The 2023 Insider Threat Report from Cybersecurity Insiders found that 74% of organizations are moderately vulnerable to insider threats. Insider threats have become a serious worry for many executives – not only do I hear concerns about insider threats from organizations looking to bring on a CISO, but also from CISOs themselves.
Despite this, insider threats are often not acknowledged because they create tension between coworkers and peers. Being concerned about insider threats might imply the company worries that its coworkers are behaving unethically. No one wants to think the worst in people, but insider threats are a genuine danger to all organizations.
That said, CISOs must protect both a company’s product and its employees from malicious actors.

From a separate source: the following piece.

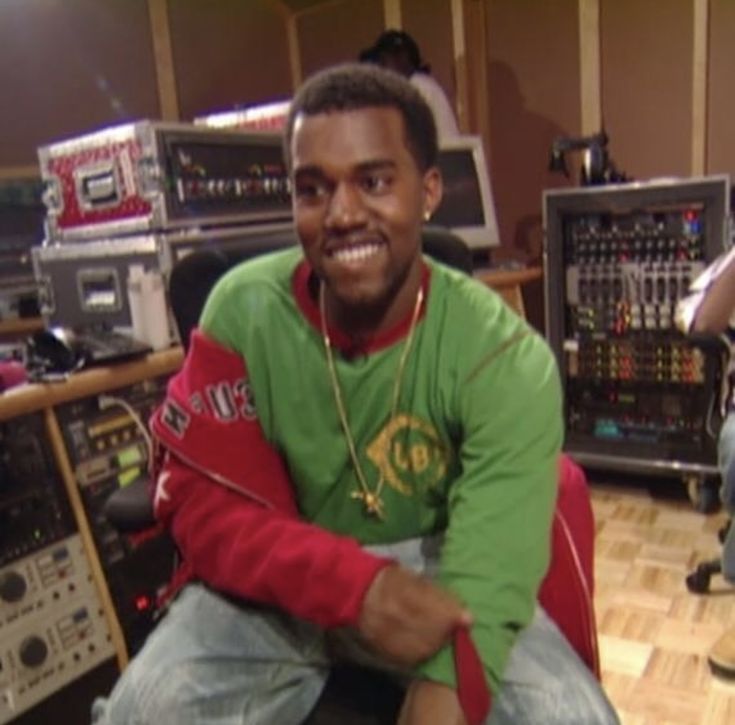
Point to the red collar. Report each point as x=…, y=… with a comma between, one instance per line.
x=342, y=341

By acknowledging and addressing insider threats, CISOs can show they care for their coworkers by keeping them – and their accounts – safe from exploitation, as opposed to being suspicious of them.
The protocols a CISO would follow if an employee’s account was taken over by an external bad actor with nefarious intent are virtually identical to those taken to protect from similar actions by the employee themselves. The difference is that a CISO can prevent an insider threat through a combination of those existing measures and additionally ensuring that employees recognize that these protocols are in place for their own protection – and not because the company doesn't trust them.

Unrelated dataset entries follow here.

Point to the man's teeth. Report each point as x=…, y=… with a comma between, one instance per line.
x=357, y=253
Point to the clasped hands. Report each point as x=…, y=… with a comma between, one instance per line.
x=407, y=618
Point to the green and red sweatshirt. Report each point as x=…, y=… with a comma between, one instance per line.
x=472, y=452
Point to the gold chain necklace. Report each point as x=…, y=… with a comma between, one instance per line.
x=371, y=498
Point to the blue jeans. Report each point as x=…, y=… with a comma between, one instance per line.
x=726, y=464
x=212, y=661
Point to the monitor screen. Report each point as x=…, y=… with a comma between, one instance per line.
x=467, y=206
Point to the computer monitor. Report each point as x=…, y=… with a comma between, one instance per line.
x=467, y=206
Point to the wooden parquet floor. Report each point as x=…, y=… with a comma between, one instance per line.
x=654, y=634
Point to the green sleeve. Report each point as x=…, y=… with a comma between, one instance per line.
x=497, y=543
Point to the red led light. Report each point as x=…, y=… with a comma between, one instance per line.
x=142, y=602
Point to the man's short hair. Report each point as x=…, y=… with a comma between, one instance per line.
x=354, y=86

Here's my advice for empathetically addressing insider threats from the get-go and how to facilitate a thoughtful and actionable dialogue around navigating insider threats within the organization:
Mitigate insider threats from the get-go
As a CISO, it’s in my nature to be sensitive to the risk of malware or account hijacking, but the consequences of a malicious actor controlling an employee's access are always unsettling. It’s not just business assets someone might acquire, but the serious long term harm someone can inflict on our customers or coworkers. That’s why we put protections in place to prevent that takeover: For example, phishing-resistant two-factor authentication (like YubiKeys or other security keys) and making sure people keep their laptops and any additional software on them patched to try to avoid malware. But we also take other precautions, like removing unnecessary access that an insider could misuse. We even re-engineer to make more fine-grained access possible.
Help coworkers navigate insider threats
The role of the CISO isn’t just about protecting assets, it’s about caring for the organization’s people. And that doesn’t just mean protecting potential victims. It’s my job to prevent people from making a decision they will later regret by helping them make better choices. Even if they’re leaving the company, it’s the last thing I can do to take care of them as my coworker.
With that in mind, it’s imperative to educate colleagues on the dangers of insider threats and how to protect themselves from risky situations. In an ideal world, our colleagues would never face any harm, but there will come a time when they might encounter a dicey situation with a malicious actor. Rather than fear, they should feel empowered and knowledgeable on what actions they need to take to handle the situation. It's often difficult to swallow, but sometimes the bad actor is someone internal, within the organization.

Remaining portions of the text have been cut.